After the show was announced, Hyperallergic critiqued the series, which focuses on the Caribbean genre of reggaeton, for its lack of Puerto Rican producers. After its release, it was noted that Daddy Yankee was added as an executive producer and guest star for the series. The executive music producers are Tainy, Lex Borrero, and Ivan Rodriguez, collectively known as Tainy & One Six.

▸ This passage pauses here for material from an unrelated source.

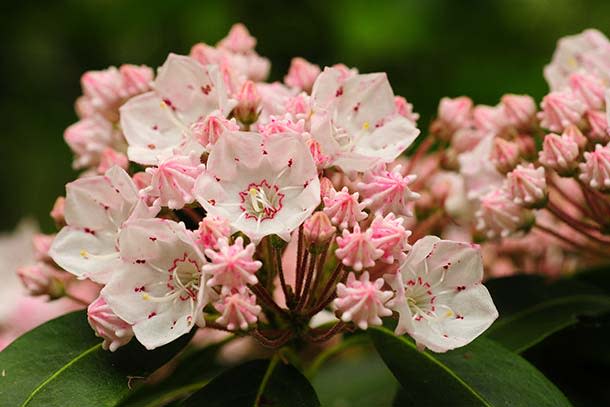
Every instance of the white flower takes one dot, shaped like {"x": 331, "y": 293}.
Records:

All eight episodes were released on Netflix on October 19, 2023.

== Reception ==
In a positive review for Variety, Aramide Tinubu wrote, "Glossy and fun, the reggaeton-centered “Neon” puts the viewer in the mind of “Rap Sh!t” without the grit framing the Issa Rae-created show. It's a series about friendship, determination and the perils of the modern-day music industry." Kelly Lawler of USA Today reviewed Neon as 3.5/4 stars and described it as "funny, occasionally absurd and with a vision to match its glowing title." While The Hollywood Reporter's Angie Han praised Neon for "delivering an endless party set to danceable beats, and populated by characters worth giving a damn about" she also wrote, "Neon‘s glossy positivity limits its portrayal of the reggaeton world to the surface level. For all its gushing over its celebrity cameos, the series spends very little time exploring what makes the genre unique — why specifically it speaks to Santi, what sets this corner of the music industry apart from the ones chronicled in, say, Dave or Atlanta or The Idol or the similarly Miami-set but much grittier Rap Sh!t." In a less positive review, Cristina Escobar stated for RogerEbert.com, "“Neon” is a series of jokes, rhythms, and points with no guiding anchor. It's a lot of things, but excellent is not one of them. And that's a shame, especially as reggaeton continues its global dominance; we will need more shows and films depicting its particular culture and cadence."